Bill Cara

How the PEG ratio can be misleading

December 22, 2023

Bruce Kaser of Cabot Wealth NETWORK wrote a highly informative article on the PEG ratio that is worthy of consideration by all students of the market.

Here is a summary of the article:

  • PEG Ratio Overview:
    • Frequently used but can lead to wildly incorrect valuations.
    • Compares a stock’s P/E multiple to its long-term earnings growth rate.
  • Amazon vs.

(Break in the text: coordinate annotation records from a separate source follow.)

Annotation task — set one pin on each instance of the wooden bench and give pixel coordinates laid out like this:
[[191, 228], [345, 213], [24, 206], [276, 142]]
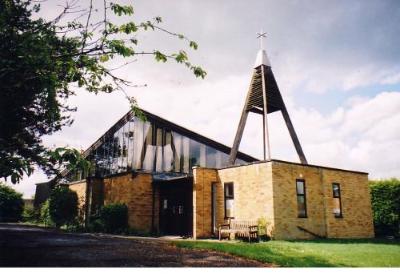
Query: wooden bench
[[241, 228]]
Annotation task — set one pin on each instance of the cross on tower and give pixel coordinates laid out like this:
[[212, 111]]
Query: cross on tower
[[264, 97], [261, 35]]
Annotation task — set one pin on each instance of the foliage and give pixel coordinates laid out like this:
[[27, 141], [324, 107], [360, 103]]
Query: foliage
[[63, 206], [11, 204], [31, 215], [45, 217], [43, 63], [114, 218], [385, 198], [326, 252], [263, 227]]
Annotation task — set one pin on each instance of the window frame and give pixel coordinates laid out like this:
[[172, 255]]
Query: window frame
[[305, 199], [340, 215], [231, 197]]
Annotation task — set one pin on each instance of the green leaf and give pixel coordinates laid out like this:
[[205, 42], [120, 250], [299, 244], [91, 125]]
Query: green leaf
[[104, 58], [193, 45], [160, 56], [121, 9]]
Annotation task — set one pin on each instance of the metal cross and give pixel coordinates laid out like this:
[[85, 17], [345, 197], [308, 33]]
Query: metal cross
[[261, 35]]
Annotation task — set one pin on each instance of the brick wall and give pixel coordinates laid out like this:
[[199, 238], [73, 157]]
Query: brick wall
[[269, 190], [136, 192], [202, 180], [80, 188], [252, 195], [356, 203]]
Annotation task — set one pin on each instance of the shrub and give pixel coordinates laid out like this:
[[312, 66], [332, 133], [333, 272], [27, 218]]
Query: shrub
[[11, 204], [31, 215], [63, 206], [263, 228], [114, 218], [45, 214], [385, 198]]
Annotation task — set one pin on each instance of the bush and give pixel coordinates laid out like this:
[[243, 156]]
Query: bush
[[263, 228], [11, 204], [385, 198], [31, 215], [114, 218], [63, 206], [45, 214]]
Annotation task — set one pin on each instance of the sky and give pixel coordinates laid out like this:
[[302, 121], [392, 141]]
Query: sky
[[337, 64]]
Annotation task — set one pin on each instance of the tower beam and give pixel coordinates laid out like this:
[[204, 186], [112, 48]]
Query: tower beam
[[263, 97]]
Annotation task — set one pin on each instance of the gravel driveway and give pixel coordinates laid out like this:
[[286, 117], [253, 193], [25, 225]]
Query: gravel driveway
[[22, 245]]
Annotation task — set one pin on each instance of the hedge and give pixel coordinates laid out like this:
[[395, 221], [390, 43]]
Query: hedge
[[11, 204], [385, 198]]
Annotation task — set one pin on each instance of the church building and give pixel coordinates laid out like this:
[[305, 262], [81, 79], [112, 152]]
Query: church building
[[177, 182]]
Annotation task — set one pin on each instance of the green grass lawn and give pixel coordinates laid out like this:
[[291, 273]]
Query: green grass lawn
[[327, 252]]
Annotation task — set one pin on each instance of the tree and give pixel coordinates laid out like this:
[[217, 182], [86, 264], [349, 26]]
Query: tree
[[42, 62], [385, 199], [11, 204], [63, 206]]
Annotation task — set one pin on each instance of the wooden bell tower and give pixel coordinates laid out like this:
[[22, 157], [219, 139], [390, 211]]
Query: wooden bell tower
[[264, 97]]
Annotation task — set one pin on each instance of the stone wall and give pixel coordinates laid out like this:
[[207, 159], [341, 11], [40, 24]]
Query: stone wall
[[268, 190], [356, 202], [80, 188], [357, 221], [252, 195], [202, 181], [136, 192]]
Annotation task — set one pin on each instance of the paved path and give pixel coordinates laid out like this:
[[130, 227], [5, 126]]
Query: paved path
[[22, 245]]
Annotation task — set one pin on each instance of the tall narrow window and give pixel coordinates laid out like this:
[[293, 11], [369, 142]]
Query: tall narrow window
[[301, 198], [214, 207], [229, 200], [337, 200]]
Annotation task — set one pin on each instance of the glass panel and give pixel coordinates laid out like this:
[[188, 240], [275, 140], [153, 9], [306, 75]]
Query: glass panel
[[336, 207], [336, 190], [177, 141], [168, 153], [301, 206], [129, 136], [140, 131], [159, 149], [229, 190], [185, 154], [202, 155], [211, 157], [218, 159], [300, 187], [150, 151], [194, 153], [229, 208]]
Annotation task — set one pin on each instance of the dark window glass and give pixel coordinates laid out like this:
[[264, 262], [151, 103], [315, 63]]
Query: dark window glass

Verizon illustrates how PEG ratios can yield misleading comparisons:
    • Amazon (AMZN): P/E of 41x, projected growth at 29%, resulting in a PEG ratio of 1.4x.
    • Verizon (VZ): P/E of 8x, slow growth at just over 1%, resulting in a PEG ratio of nearly 6x.
  • Origin and Popularization:
    • Popularized by Peter Lynch, suggesting a PEG ratio of 1.0x represents fair value; however, Lynch didn’t solely rely on PEG and had a comprehensive evaluation approach.
  • Flaws of PEG Ratio:
    • This can lead to nonsensical conclusions, as seen with Verizon and Conagra.
    • Unreliable for certain sectors (financials, energy, basic materials, real estate, utilities) due to unique profit and growth traits.
    • Assumes all growth has the same value, which may not be true.
  • Problems with Growth Estimates:
    • Growth estimates can change rapidly, impacting PEG ratio reliability.
    • Assumes fast-growing companies can sustain the pace indefinitely, which is often untrue.
    • Pandemic-era examples like Zoom Video Communications highlight the potential pitfalls of relying on PEG ratios.